Ter medo de cachorro bravo. Temer cachorro bravo.
Ter boa reputação. Gozar de boa reputação.
Ver o jogo de futebol. Assistir ao jogo de futebol.
Ver os pormenores do processo. Observar os pormenores do processo.
Ver a beleza de um quadro. Admirar a beleza de um quadro.
Colocar as gavetas em ordem. Organizar as gavetas.
Colocar acentos nas palavras. Acentuar as palavras.
Colocar o carro no estacionamento. Estacionar o carro.

 Agora é com você!

 

 

 

 

 

 

 

 

  

 

 

 

 

 

 

 

 

 

 

 

 

 

 

 

 

 

 

 

 

 

 

 

 

 

 

 

  • Aplicação 57: Substitua em seu caderno os verbos genéricos em destaque: A aluna teve dificuldades nas provas. / A esposa do meu primo teve gêmeos. / Mariana colocou o uniforme do colégio. / O professor disse: – Estudem mais! / Vou fazer um discurso em nome de nossa turma. / O policial viu o acidente. / Estou fazendo uma música de carnaval. / Terei apenas duas semanas de férias. / O presidente disse não ao pedido do sindicato.

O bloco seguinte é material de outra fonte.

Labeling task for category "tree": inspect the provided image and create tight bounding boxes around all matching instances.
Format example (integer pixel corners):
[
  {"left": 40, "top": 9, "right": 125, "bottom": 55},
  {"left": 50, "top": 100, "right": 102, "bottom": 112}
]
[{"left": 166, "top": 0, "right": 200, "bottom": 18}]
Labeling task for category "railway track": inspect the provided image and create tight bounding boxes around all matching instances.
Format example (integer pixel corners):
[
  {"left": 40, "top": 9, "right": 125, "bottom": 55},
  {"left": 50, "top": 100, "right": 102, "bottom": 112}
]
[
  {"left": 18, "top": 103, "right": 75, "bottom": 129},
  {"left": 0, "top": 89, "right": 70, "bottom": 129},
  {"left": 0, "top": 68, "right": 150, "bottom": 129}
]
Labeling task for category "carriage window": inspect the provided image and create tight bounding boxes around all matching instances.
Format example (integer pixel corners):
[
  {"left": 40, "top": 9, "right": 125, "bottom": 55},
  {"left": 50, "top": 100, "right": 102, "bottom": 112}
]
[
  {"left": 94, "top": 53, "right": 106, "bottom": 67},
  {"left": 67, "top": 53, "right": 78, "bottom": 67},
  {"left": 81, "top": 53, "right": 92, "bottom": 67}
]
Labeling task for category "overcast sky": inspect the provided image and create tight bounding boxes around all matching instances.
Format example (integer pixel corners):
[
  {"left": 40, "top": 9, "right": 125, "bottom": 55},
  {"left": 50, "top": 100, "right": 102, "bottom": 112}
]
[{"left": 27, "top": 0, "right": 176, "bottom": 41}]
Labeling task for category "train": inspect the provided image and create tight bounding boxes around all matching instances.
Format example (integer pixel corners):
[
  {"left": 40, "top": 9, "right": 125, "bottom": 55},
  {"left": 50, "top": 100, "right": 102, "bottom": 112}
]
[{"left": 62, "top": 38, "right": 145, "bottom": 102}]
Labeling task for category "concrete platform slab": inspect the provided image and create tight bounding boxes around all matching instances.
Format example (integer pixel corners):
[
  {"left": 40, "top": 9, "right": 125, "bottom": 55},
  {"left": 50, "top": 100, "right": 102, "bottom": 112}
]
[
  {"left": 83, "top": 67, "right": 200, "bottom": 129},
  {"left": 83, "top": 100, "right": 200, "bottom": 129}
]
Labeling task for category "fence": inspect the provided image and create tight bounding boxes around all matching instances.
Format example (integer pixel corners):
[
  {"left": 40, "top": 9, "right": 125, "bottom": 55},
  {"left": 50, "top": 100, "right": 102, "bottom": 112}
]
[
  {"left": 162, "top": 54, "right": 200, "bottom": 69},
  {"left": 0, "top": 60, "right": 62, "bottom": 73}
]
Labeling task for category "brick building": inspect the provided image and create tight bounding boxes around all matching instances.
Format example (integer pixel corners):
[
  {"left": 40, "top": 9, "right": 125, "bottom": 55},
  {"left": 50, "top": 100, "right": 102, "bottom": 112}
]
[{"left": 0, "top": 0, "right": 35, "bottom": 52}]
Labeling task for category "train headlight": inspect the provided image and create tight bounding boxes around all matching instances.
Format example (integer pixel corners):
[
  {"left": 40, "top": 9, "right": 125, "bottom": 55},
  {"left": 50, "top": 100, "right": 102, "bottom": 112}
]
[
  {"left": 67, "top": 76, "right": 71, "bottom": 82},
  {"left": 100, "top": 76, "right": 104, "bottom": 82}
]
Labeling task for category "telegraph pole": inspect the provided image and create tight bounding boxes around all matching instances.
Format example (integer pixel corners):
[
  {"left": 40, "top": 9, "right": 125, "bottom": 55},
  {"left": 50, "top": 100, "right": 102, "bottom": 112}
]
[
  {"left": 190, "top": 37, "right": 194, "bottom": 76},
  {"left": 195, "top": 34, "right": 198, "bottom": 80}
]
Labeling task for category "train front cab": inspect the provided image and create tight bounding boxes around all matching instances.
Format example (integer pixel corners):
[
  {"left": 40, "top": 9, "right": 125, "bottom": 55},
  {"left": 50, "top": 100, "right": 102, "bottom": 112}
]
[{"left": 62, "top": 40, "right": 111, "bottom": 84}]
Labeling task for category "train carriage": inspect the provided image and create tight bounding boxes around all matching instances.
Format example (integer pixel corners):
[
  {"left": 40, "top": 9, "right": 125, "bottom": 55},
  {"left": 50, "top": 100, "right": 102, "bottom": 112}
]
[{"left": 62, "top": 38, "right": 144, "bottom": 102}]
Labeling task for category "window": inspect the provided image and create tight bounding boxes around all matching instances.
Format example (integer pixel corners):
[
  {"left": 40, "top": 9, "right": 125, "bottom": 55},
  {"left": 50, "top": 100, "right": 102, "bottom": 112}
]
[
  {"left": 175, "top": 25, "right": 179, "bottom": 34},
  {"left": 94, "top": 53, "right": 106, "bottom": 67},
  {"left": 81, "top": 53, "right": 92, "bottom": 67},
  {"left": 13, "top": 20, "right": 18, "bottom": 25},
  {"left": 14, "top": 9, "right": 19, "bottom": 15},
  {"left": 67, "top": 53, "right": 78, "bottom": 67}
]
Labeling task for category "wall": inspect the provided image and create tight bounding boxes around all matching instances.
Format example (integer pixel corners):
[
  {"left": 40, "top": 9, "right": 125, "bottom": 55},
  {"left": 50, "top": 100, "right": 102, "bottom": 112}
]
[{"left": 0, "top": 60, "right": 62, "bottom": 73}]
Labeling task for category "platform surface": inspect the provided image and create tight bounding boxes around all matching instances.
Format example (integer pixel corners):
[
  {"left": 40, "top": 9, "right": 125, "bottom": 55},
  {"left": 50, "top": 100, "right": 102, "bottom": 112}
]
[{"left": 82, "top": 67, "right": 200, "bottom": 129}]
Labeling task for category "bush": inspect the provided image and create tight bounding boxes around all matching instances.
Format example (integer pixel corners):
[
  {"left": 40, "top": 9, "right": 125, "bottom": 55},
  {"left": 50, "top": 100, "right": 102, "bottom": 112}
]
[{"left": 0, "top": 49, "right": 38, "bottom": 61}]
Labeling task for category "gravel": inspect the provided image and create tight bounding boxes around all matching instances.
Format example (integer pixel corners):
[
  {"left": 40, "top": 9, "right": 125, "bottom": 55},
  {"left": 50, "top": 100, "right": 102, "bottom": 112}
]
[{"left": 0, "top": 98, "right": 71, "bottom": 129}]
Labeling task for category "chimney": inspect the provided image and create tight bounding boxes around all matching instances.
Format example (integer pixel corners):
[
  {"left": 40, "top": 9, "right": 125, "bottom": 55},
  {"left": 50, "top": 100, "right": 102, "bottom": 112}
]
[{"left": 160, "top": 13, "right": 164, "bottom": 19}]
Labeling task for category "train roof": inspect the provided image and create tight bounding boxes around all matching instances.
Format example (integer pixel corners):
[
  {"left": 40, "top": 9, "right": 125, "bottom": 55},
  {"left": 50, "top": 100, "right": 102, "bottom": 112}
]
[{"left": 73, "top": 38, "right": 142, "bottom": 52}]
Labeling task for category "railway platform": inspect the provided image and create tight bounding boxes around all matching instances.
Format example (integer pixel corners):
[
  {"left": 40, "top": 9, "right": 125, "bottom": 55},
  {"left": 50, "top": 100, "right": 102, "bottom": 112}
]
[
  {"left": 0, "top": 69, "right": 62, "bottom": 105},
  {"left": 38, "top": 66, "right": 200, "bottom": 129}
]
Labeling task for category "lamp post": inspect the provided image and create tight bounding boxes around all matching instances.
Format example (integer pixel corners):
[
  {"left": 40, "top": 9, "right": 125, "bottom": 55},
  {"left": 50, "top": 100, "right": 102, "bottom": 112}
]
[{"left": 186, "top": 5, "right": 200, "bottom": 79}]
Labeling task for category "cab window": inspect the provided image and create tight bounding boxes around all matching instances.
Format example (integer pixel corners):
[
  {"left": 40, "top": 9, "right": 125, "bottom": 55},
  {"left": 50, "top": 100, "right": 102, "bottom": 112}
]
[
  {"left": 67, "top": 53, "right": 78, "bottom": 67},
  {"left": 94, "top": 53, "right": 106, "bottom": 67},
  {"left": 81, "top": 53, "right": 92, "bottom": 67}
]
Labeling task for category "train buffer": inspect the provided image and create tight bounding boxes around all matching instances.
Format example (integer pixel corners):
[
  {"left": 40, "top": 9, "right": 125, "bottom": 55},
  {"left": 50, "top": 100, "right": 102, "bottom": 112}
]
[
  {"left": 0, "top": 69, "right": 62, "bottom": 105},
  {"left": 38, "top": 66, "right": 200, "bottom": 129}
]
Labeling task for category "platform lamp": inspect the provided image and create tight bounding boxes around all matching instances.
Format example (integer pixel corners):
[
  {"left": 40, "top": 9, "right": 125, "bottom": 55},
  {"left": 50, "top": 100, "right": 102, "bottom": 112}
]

Recorde o uso das vírgulas nos períodos compostos

Nos períodos compostos

Quando usar: para separar…

Quando não usar: entre…

… orações coordenadas não ligadas por “e”: Chove, porém sairei de casa. …duas orações coordenadas e ligadas por “e” (quando o sujeito da segunda oração for o mesmo do da primeira): O time jogou mal e voltou desclassificado.
… orações subordinadas adverbiais (principalmente as que aparecem deslocadas para o início do período): Caso eu melhore da gripe, irei à praia. …oração principal e oração subordinada substantiva: O suspeito garantira-nos que confessaria o crime.
… orações subordinadas adjetivas explicativas: Deus, que sempre esteve ao nosso lado, é fiel. …oração principal e oração subordinada adjetiva restritiva: Os pedidos que chegaram ao professor foram atendidos.